A fine pair of 1840 Penny Blacks - aka the world's first-ever postage stamp - emerged as the top lot at Spink's April 14 stamp sale, selling for £85,000.
Elsewhere in the same auction, a single Penny Black commanded just over half that price, affixed to a manuscript dated the first day of issue "London 6 May 1840" and posted from London to Paisley.
The stamp, BF (marking its position on its original printed stamp sheet) is cancelled with two clear strikes of the red Maltese Cross.
The manuscript's date confirms that the stamp was cancelled on its first day of issue - May 6, 1840, was the day the 1d. black stamp, or Penny Black, first entered circulation. It remained in use for a little over a year.
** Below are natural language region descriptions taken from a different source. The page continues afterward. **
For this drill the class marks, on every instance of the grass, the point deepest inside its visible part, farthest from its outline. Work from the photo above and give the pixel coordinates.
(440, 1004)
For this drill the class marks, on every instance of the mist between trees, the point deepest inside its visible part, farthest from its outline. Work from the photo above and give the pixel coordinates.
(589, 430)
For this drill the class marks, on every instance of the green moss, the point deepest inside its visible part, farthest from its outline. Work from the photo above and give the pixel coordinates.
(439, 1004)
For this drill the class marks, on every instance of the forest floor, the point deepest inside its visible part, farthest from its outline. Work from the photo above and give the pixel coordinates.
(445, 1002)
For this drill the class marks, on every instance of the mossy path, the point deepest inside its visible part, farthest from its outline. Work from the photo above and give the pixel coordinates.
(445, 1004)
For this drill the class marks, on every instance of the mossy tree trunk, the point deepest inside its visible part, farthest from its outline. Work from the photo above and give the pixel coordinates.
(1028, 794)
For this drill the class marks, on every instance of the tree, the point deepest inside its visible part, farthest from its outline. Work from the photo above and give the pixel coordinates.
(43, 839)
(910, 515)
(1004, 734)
Approximately 78 Penny Black first day covers are known to exist.
Even more impressive is this covers provenance, having once been in the collection of William H Gross, the "Bond King" himself.
Although priced in Stanley Gibbon's catalogue at £125,000, Spink estimated the cover at £35,000-40,000.
The Penny Black official first day cover, sold for £44,000 |
The extremely rare and highly sought after cover realised a final hammer price of £44,000.
Bill Gross, the American businessman and financial guru, remains the world's most high-profile philatelist - whose status is matched by his dedication to his hobby.
In 2005, Gross paid an incredible $2.7m for a plate block of four 1918 Inverted Jenny stamps.
Then, much like schoolchildren exchange baseball cards, Gross 'swapped' his Jenny Invert Plate-Number Block for a one cent "Z" Grill owned by Donald Sundman.
Today regarded as the 'philatelic swap of the century,' both pieces were exclusively exhibited at last year's MonacoPhil 2009.
Elsewhere, a "cousin" of the Penny Black, the Penny Orange which was issued in Mauritius in 1847, was previously sold by the legendary Philatelist Hiroyuki Kanai in 1993 for over $1m.